When nurses are overstretched, patient care inevitably suffers. Basic but critical tasks—timely monitoring of vital signs, accurate medication administration, infection control—are rushed or missed. Hospital-acquired infections rise, recovery slows, and patients remain hospitalised longer than necessary. 

“It becomes a vicious cycle,” explains Beena K T, Nursing Superintendent, Kinder Women’s Hospital and Fertility Centre, Bengaluru. 

“Short staffing leads to longer shifts, burnout, and illness among nurses. Infection rates rise, performance declines, hospital reputation suffers, and attrition increases further. The system collapses inward on itself.” 

She adds that nurses must be treated as trained clinical decision-makers, not merely support staff. 

“Research shows that when nurses are empowered with autonomy, leadership roles, and authority in care planning, patient outcomes improve and burnout reduces.” 
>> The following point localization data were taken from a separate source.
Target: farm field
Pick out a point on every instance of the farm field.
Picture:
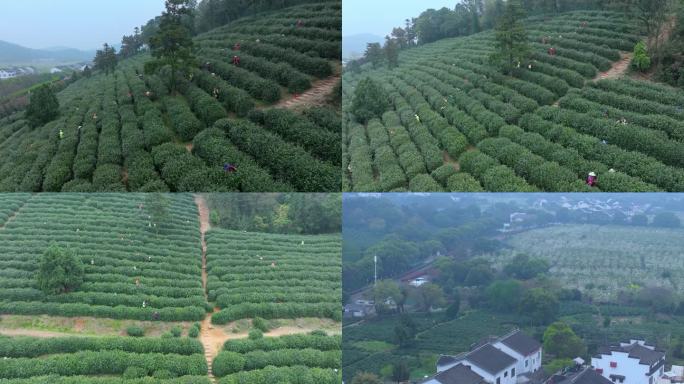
(617, 258)
(144, 277)
(297, 276)
(126, 132)
(457, 124)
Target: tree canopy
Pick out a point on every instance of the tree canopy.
(43, 106)
(59, 271)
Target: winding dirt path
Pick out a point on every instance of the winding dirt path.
(316, 96)
(212, 339)
(618, 69)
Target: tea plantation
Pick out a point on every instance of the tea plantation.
(273, 276)
(314, 358)
(143, 267)
(455, 123)
(127, 132)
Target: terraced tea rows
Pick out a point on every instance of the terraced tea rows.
(628, 257)
(126, 132)
(134, 268)
(314, 358)
(458, 124)
(77, 360)
(273, 276)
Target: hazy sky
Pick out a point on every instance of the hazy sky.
(82, 24)
(380, 16)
Why Temporary Fixes Don’t Work

Hospitals often turn to agency or temporary nurses to manage staffing crises. While this may offer short-term relief, it creates new problems. 
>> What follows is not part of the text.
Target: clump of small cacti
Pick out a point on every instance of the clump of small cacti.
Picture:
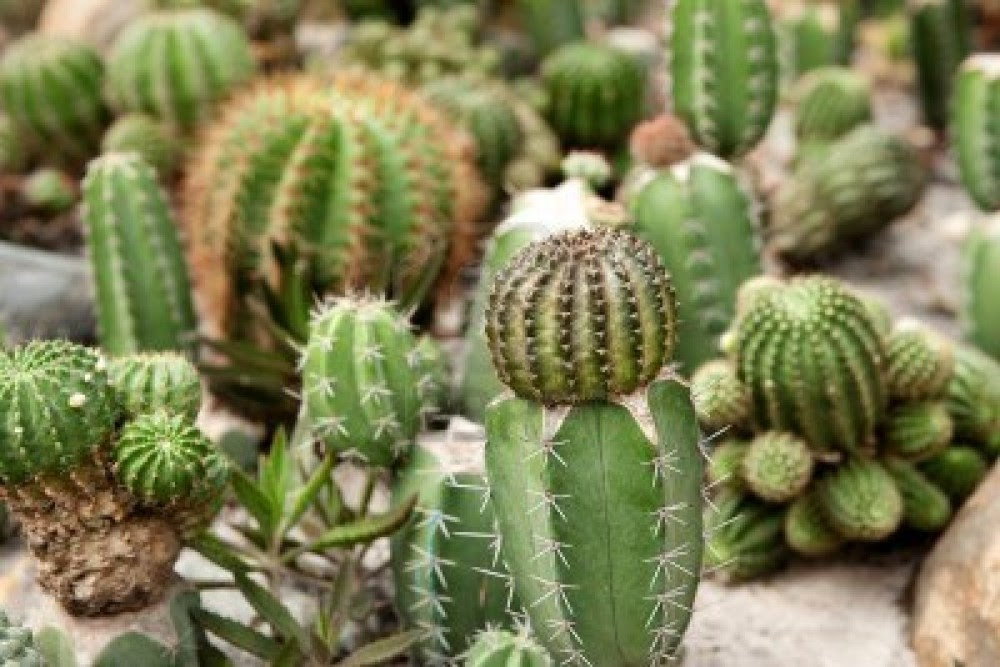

Agency nurses lack familiarity with hospital protocols, require repeated orientation, and disrupt continuity of care. Accountability weakens, patient safety risks increase, and permanent staff morale suffers. Financial costs rise without solving the structural problem. 

In short: shortcuts worsen the crisis instead of fixing it. 
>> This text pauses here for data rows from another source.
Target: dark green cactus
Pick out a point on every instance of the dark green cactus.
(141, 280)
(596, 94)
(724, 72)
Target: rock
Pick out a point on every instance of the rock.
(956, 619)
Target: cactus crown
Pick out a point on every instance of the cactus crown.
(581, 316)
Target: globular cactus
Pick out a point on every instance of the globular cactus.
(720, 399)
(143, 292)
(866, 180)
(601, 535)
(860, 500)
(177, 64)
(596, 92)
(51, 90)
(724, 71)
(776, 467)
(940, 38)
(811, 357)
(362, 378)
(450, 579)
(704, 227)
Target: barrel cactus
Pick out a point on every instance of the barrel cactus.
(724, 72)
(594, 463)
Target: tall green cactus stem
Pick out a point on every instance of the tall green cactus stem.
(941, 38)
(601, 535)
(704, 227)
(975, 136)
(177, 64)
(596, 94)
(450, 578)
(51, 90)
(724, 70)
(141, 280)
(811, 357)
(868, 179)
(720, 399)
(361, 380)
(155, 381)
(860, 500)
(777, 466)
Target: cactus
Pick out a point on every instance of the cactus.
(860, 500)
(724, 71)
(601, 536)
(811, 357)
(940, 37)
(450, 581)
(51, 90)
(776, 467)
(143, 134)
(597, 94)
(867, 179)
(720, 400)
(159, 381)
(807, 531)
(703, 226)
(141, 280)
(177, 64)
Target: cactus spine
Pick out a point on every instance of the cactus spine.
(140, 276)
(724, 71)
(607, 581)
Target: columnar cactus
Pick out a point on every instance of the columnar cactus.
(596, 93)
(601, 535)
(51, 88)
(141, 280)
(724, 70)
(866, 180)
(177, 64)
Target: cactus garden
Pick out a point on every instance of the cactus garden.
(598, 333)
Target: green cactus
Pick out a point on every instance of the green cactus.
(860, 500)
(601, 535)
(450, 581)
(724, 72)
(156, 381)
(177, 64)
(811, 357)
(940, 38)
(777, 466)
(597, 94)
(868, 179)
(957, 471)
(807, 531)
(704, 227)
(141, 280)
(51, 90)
A Broken System Cannot Retain Its Workforce

Mathew George, Professor of Public Health and Community Medicine, Central University of Kerala, explains that nurse shortages cannot be viewed in isolation. 

“Nurse shortages only become visible when systems have adequate doctors, beds, and infrastructure. In many public facilities, infrastructure inadequacy hides workforce shortages. We also fail to clearly define the different categories of nurses and their roles.” 

He highlights the lack of structured professional pathways, such as nurse practitioners and midwifery-led care models, which are well established in countries like the UK. While some Indian institutions, such as the Fernandez Hospital in Hyderabad are working toward this model, systemic adoption remains limited. 

Structural Reform, Not Cosmetic ChangeWorkforce

Rashmi Rajiv Sawant, Chief Nursing Officer, Gleneagles Hospital, Mumbai, notes that the shortage is not caused by a single factor but by interconnected failures: 

  • Low remuneration 

  • Long and irregular working hours 

  • High patient-to-nurse ratios 

  • Poor career progression 

  • Limited leadership roles 

  • Lack of professional autonomy 

  • Inadequate recognition and respect 

“Nurses and doctors are complementary pillars of healthcare, but nurses experience a persistent imbalance in recognition, autonomy, and decision-making authority. Over time, this leads to emotional exhaustion and burnout. Many migrate abroad, and many discourage future generations from entering the profession.” 

Sawant emphasises that restricting migration is not the solution. 

“We cannot stop young professionals from going abroad. Retention will only improve when we create working conditions where nurses feel valued, respected, professionally fulfilled, and fairly compensated. We need competitive pay, structured career ladders, leadership roles, and globally aligned education standards that still serve local healthcare needs.” 

Nursing Is an Investment, Not an Expense

As Saly Suseel puts it: “Fair pay, safe staffing ratios, decent accommodation, respect, and career progression are not luxuries. They are basic requirements for quality patient care.” 

Unless India reforms its healthcare system structurally, it will continue to train nurses for other countries while Indian hospitals remain understaffed. 

The Way Forward 

Real solutions require systemic change: 

  • National minimum nurse–patient ratio norms 

  • Permanent posts in government hospitals 

  • Structured clinical and leadership career ladders 

  • Recognition of advanced nursing roles (nurse practitioners, midwifery models) 

  • Ethical bilateral recruitment agreements with return pathways 

  • Standardised, high-quality clinical training 

  • Respect, autonomy, and decision-making authority for nurses 

  • India may not reverse nurse migration—but it can stop bleeding its workforce. 

Without deep reform, every quick fix will fail.  

The nursing crisis is not a staffing problem—it is a system failure.